Abstract

Limited data are known about the prognostic value of right ventricle (RV) function in patients with first acute ST-segment elevation myocardial infarction (STEMI). The aim of this study was to investigate the prognostic value of RV dysfunction in predicting both in-hospital and long-term outcomes in these patients, irrespective of the site of necrosis. We enrolled 502 consecutive patients with first acute STEMI treated with primary angioplasty and underwent echocardiography within 48hours of admission. RV function was evaluated by RV myocardial performance index (RVMPI), RV fractional area change (RVFAC), tricuspid annular plane systolic excursion (TAPSE), pulsed tissue Doppler S' wave velocity, and RV global longitudinal strain (RVGLS) of the free wall. The occurrence of in-hospital major adverse cardiac events (MACE) and 1-year survival rate were recorded.
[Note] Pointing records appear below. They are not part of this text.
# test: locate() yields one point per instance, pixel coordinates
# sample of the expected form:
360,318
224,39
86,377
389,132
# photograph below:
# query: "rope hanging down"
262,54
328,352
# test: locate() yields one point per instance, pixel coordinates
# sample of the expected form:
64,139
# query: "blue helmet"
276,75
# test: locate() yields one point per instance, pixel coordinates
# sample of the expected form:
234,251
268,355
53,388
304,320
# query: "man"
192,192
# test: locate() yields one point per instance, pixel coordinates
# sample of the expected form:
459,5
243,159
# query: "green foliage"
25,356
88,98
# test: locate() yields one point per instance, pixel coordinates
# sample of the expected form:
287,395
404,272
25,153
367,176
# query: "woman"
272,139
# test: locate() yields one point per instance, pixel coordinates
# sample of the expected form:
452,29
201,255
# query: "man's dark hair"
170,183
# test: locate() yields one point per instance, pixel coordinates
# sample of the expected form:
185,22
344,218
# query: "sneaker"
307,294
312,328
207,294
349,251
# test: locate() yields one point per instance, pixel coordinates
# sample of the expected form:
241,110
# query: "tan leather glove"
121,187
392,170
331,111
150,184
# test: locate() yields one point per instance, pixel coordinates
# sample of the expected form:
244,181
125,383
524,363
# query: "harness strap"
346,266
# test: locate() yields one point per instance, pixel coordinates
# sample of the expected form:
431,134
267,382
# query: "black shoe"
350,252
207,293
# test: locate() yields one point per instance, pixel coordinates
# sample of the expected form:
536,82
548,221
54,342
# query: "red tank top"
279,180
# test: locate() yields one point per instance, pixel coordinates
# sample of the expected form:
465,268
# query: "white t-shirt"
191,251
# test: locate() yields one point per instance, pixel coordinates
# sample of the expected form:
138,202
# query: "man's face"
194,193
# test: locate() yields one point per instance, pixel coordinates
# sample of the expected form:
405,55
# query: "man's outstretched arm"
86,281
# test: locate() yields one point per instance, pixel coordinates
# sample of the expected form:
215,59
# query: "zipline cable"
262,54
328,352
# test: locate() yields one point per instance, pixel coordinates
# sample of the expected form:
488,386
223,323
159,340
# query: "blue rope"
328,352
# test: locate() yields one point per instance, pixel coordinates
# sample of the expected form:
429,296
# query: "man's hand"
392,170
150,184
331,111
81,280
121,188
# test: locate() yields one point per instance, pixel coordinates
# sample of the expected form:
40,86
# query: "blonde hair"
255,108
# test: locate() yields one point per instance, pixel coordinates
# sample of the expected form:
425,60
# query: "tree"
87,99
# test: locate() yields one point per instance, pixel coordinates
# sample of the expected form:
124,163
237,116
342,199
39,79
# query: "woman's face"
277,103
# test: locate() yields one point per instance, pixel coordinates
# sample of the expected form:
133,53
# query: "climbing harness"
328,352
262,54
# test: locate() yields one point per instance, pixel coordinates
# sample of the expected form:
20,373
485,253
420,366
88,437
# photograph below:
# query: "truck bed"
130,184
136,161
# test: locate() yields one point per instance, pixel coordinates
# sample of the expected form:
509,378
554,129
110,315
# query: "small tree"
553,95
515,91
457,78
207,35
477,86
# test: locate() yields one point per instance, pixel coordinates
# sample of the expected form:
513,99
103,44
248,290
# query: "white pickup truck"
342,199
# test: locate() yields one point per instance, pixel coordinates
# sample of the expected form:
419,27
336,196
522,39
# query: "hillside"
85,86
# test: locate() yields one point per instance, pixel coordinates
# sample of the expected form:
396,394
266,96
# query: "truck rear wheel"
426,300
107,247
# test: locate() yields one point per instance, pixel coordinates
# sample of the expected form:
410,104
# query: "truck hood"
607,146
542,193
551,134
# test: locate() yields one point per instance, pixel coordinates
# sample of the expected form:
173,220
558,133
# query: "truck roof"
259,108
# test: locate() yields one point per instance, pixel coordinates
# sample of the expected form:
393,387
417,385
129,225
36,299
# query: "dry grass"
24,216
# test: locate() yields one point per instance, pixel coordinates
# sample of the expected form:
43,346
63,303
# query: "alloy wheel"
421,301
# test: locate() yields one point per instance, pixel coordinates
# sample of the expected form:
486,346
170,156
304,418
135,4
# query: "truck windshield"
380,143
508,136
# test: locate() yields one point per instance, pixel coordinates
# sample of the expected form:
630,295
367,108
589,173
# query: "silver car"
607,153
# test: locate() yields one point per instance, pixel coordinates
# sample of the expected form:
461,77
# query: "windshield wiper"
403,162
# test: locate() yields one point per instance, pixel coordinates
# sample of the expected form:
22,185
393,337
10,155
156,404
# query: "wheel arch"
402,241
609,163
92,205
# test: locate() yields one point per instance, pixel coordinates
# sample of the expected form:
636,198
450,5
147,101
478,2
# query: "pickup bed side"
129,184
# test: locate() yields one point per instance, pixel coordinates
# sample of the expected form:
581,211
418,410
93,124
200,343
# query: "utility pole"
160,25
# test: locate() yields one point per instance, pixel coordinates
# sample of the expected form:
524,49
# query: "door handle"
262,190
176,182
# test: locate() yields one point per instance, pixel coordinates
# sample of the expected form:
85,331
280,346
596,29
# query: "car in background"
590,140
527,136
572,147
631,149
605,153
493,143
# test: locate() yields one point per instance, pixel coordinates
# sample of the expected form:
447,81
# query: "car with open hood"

In MACE group, RVFAC, TAPSE, and RV S' wave velocity were lower. However, RVMPI, RVGLS, and TR Vmax. were higher than MACE free group (P<.001). In multivariable analysis adjusted for other variables that predicted adverse outcomes, RVFAC<35% (P<.001), TAPSE<17mm (P<.001), RVGLS>-17% (P<.001), RV S' wave velocity<9.5cm/s (P=.02), RVMPI>0.43 (P<.001), and TR Vmax.>2.8m/s (P=.01) were strong independent predictors of in-hospital MACE. Lower 1-year survival was noted in patients with RV dysfunction, documented by these cutoffs values. RV dysfunction, evidenced by multiparametric echocardiography, is predictive for adverse in-hospital outcomes, and lower 1-year survival rate in first acute STEMI regardless of the site of necrosis.